Vejo Renan como um velho Danton, no Brasil de hoje. Não por estar combatendo os inimigos da República. Longe disso. Muito longe. Nem por ter as reconhecidas qualidades do francês. Também longe disso. Apenas pelo exercício da tal audácia. Mais preocupado com a pele que com sua biografia. A democracia não merece afastar o presidente do Senado por decisão monocrática, sentenciou nosso Danton amorenado. Já eu, penso é que a democracia não merece um presidente de poder que seja réu.
Para dar certo, seu plano inacreditável, precisaria ter o apoio de oito homens fracos. Teve. Difícil acreditar que nem mesmo um único e solitário membro da mesa do Senado (inclusive dois suplentes) tenha tido a sensatez, ou a coragem, de ponderar não ser adequado afrontar o Poder Judiciário. Que correto, formalmente, seria receber a notificação do oficial de justiça e recorrer da decisão. Mas, todos correndo riscos na Lava Jato e outras operações, preferiram o corporativismo. Contra o interesse coletivo. Em grave desrespeito às regras da Democracia. Como se olhassem para Renan e dissessem para eles mesmos, envergonhados, Eu sou você amanhã.
Imagino Lula sendo preso – caso provadas suas responsabilidades na ação em que é réu. Nesta e em outras que provavelmente virão, posto já ser indiciado em muitas.

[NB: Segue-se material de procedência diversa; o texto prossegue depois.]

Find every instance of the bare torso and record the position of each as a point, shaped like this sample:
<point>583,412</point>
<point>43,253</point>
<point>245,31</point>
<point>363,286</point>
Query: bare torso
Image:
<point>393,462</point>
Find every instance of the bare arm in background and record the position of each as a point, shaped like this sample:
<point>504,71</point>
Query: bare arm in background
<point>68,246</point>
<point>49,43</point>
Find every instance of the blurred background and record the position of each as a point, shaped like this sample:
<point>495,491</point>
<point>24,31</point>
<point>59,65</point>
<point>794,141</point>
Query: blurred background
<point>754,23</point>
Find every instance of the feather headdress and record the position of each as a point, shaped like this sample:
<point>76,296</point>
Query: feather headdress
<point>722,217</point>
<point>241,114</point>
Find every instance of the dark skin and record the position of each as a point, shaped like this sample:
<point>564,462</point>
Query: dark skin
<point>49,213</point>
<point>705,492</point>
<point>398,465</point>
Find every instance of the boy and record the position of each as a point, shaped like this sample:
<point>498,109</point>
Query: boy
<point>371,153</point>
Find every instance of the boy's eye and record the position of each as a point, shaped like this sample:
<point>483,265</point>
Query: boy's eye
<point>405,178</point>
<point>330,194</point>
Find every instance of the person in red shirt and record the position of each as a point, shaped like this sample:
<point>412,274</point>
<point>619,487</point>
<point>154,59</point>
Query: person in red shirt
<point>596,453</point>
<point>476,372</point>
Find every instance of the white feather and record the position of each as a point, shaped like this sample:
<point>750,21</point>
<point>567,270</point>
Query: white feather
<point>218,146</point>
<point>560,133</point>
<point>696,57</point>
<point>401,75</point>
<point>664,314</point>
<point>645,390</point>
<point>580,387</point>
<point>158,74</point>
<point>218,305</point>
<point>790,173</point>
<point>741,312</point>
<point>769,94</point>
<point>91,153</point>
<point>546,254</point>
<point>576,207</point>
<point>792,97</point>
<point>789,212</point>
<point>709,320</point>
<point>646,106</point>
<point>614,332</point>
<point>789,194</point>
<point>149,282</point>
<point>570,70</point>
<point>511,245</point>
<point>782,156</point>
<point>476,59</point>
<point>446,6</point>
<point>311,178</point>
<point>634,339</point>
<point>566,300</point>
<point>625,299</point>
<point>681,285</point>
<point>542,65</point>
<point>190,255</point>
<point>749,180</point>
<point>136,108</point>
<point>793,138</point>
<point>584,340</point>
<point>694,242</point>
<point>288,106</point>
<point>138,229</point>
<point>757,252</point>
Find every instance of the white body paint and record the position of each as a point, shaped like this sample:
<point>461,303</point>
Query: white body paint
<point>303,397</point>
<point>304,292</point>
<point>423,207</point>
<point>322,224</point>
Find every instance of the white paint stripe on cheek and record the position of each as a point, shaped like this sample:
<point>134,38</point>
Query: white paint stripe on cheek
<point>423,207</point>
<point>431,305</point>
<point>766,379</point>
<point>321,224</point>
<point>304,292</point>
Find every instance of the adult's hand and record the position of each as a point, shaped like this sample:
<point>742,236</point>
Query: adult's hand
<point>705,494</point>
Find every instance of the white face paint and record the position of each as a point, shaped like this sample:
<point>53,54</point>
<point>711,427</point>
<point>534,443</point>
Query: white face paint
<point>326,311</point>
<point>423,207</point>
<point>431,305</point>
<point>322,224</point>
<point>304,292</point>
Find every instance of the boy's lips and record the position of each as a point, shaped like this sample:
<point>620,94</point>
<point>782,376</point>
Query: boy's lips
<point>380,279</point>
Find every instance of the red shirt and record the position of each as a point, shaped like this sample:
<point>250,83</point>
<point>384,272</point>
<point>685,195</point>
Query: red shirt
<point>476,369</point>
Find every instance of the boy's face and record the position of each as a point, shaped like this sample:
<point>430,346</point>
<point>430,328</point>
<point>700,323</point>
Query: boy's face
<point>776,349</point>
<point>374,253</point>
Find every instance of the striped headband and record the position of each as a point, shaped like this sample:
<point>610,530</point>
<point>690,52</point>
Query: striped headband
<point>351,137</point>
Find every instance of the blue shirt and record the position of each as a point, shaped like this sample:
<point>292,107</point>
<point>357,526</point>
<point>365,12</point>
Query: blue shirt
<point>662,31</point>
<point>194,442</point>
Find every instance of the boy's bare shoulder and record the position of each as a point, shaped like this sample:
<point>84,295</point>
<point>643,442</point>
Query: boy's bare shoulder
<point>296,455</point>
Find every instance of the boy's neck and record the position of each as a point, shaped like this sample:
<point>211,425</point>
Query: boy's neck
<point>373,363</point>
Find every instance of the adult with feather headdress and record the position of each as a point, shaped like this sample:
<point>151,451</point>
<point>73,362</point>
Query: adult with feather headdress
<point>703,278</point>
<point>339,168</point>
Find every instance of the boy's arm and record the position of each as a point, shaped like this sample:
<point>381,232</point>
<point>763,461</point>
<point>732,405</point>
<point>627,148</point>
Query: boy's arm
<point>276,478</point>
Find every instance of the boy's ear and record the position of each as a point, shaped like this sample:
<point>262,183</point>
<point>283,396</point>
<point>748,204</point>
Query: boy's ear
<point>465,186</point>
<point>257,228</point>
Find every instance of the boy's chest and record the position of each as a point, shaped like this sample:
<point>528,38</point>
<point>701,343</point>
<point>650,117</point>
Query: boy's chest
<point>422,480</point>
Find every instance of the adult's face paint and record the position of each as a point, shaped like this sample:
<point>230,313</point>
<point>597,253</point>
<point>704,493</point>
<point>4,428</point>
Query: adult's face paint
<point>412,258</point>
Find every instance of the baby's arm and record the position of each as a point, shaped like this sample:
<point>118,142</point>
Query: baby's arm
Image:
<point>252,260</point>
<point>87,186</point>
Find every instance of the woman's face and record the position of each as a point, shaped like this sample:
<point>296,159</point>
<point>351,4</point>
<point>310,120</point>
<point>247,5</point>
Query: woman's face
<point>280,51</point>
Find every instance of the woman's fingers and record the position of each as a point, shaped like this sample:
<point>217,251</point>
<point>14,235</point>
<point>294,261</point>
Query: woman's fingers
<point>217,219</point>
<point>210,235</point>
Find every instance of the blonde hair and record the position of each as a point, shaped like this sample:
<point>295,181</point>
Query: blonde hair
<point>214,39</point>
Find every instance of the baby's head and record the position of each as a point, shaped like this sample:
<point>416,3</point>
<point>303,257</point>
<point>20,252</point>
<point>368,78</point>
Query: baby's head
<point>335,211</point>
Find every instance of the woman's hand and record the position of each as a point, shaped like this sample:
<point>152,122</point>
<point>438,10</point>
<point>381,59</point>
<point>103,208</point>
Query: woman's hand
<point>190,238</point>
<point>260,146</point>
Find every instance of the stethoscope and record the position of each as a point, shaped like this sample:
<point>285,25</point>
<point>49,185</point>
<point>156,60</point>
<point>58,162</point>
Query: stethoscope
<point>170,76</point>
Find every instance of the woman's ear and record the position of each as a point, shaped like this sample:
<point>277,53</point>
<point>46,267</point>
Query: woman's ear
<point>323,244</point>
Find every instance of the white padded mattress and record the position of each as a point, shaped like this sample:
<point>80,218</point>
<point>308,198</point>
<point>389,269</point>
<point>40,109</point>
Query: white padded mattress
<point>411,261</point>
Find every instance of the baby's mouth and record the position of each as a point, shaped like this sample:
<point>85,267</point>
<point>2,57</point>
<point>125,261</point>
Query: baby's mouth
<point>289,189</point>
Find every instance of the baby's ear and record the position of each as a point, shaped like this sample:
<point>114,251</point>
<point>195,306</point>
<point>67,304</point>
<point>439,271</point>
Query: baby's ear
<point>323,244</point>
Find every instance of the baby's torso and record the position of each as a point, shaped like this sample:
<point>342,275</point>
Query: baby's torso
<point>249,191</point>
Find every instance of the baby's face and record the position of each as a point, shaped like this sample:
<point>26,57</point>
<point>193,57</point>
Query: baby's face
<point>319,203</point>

E dizendo que não aceita o julgamento. Ou não o acha justo. Vai ser uma festa. O assunto irá findar na ONU. Ou imagino a polícia, por qualquer razão, se recusando a cumprir um mandado – de prisão, de despejo, outro. Ou qualquer de nós deixando de pagar impostos por considerar que o governo os aplica mal. Não é assim que as democracias funcionam.

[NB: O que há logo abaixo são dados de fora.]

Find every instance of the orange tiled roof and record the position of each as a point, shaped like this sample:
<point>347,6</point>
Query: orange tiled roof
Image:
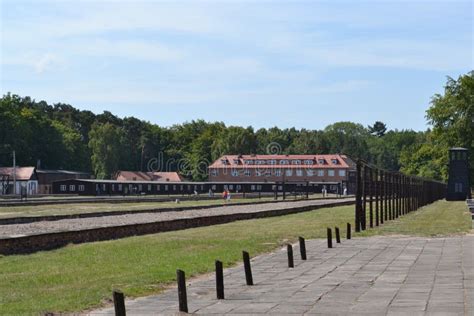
<point>22,173</point>
<point>148,176</point>
<point>239,161</point>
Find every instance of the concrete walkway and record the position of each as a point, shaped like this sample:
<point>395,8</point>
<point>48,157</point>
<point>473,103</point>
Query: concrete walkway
<point>363,276</point>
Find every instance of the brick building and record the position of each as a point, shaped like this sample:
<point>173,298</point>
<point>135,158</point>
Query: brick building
<point>148,176</point>
<point>274,168</point>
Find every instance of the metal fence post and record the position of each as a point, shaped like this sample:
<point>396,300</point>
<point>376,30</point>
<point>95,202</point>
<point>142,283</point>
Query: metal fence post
<point>358,209</point>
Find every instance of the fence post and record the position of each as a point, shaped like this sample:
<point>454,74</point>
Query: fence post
<point>385,190</point>
<point>329,233</point>
<point>370,188</point>
<point>358,210</point>
<point>302,248</point>
<point>119,303</point>
<point>219,280</point>
<point>247,267</point>
<point>289,249</point>
<point>338,235</point>
<point>364,196</point>
<point>390,195</point>
<point>396,195</point>
<point>382,196</point>
<point>182,297</point>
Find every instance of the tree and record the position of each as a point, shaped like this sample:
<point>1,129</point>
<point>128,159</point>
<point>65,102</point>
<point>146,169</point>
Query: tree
<point>452,118</point>
<point>105,142</point>
<point>378,129</point>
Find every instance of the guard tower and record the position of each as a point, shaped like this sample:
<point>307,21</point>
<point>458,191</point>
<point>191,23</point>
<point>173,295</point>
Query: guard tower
<point>458,182</point>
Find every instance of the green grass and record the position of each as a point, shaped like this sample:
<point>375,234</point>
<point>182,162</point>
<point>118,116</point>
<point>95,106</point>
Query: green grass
<point>79,277</point>
<point>77,208</point>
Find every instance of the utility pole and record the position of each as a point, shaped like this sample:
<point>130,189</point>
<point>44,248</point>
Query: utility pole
<point>14,173</point>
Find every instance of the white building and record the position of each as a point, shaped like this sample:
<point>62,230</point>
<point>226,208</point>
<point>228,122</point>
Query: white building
<point>26,179</point>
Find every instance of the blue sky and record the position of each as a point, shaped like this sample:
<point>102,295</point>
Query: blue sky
<point>261,63</point>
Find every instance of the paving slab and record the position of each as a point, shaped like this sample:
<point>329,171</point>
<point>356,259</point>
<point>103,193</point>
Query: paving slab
<point>362,276</point>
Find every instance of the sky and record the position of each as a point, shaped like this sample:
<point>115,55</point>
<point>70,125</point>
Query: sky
<point>303,64</point>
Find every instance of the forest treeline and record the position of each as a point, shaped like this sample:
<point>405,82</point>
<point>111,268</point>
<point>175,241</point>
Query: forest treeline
<point>59,136</point>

Nessa quarta, reuniu-se o pleno do Supremo. E decidiu evitar uma crise entre os poderes. Ontem, o oficial de justiça esperou em vão para cumprir suas obrigações. Há um homem, no Brasil, acima dele. E da justiça. Que pode escolher ser ou não citado. Hoje, revogou-se a liminar, trocaram-se os votos dados, entre mortos e feridos salvaram-se todos. E tudo voltou a ser como antes. Não foi, digamos com franqueza, um final à altura das tradições da casa. Mas segue a vida.
Danton – como Robespierre, Saint-Just e tantos mais –, acabou na guilhotina. Enquanto Renan escapou, rindo, vendo recompensada regiamente sua audácia. O que deve nos levar a reavaliar a comparação. Renan, pelo visto, não é Danton. É muito mais esperto. Muitíssimo. É (Joseph) Fouché, duque de Oranto.